The film’s position within the historical context of the 1967 Newark riots also feels tenuous. The riots, instigated by a killing of a Black man by police, serve little narrative purpose in the film, other than providing a cover for Dickie to get away with murder. The use of historical racial tension to provide a backdrop to the film’s drama is a questionable choice and serves to muddy the film’s thematic waters.
An article published last week in The New York Times titled “Why is Every Young Person in America Watching ‘The Sopranos?’” seeks to explain some of the reasons behind the show’s recent uptake in young viewership. Since last March, the world seems to have reentered its “The Sopranos” era, with hours spent streaming the show on HBO Max tripling over the course of the pandemic. As such, it comes as no surprise that Chase and HBO would want to tap into this excitement and capitalize off of young people’s recent Sopranos obsession — it’s just a shame that they didn’t do it in a more interesting way. “The Many Saints of Newark” racks up its share of sins, failing to atone for its underwhelming performances and flat retroactive character development.

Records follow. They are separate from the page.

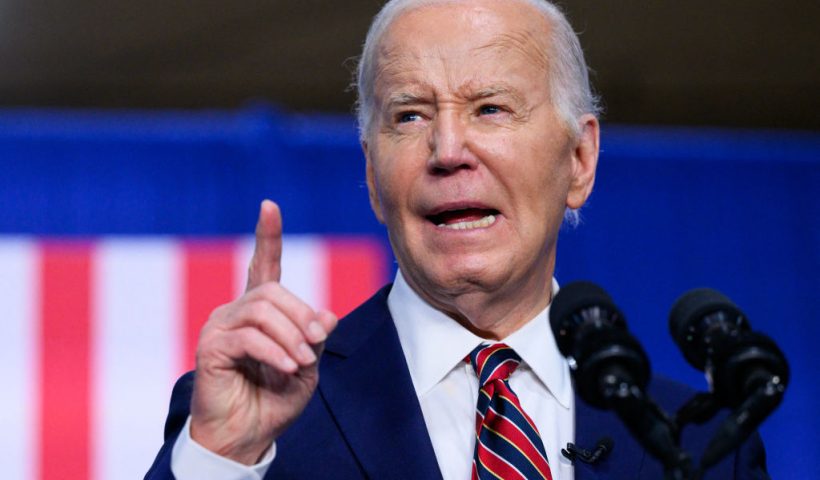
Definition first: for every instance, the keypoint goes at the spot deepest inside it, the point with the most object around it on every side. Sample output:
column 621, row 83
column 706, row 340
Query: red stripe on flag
column 356, row 269
column 65, row 367
column 208, row 283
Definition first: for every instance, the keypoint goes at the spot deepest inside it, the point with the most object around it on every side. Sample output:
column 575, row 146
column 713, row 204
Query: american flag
column 96, row 331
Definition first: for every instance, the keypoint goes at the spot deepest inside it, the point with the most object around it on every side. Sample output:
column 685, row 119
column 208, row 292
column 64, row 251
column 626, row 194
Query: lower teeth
column 481, row 223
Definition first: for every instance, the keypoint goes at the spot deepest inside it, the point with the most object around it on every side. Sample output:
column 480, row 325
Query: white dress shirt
column 447, row 387
column 435, row 347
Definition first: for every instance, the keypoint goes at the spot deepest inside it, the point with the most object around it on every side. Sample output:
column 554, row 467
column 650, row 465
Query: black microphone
column 591, row 331
column 610, row 368
column 746, row 370
column 602, row 448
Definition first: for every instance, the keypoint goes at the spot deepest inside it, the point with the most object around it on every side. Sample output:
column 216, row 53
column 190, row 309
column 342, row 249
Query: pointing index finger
column 266, row 264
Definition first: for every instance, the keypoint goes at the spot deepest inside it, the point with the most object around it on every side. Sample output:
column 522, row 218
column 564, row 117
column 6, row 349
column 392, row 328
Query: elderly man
column 480, row 132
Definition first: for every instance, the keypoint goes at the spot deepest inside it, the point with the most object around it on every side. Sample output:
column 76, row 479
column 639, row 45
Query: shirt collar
column 434, row 343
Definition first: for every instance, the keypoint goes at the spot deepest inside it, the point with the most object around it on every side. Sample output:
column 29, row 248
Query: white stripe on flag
column 304, row 260
column 18, row 358
column 136, row 338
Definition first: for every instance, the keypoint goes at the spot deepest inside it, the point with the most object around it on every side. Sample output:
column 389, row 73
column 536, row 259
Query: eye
column 489, row 110
column 407, row 117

What made “The Sopranos” a defining work of television of the 2000s was its skillful ambiguity and rich characters — two virtues that the prequel sidelines. Instead, the film produces a hollow narrative devoid of anything to anchor it to the original show other than a few Easter eggs. “The Many Saints of Newark” is a profanely mediocre, intermittently alluring attempt to recapture some of the original series’ glory — an ambitious feat that never should have been attempted in the first place.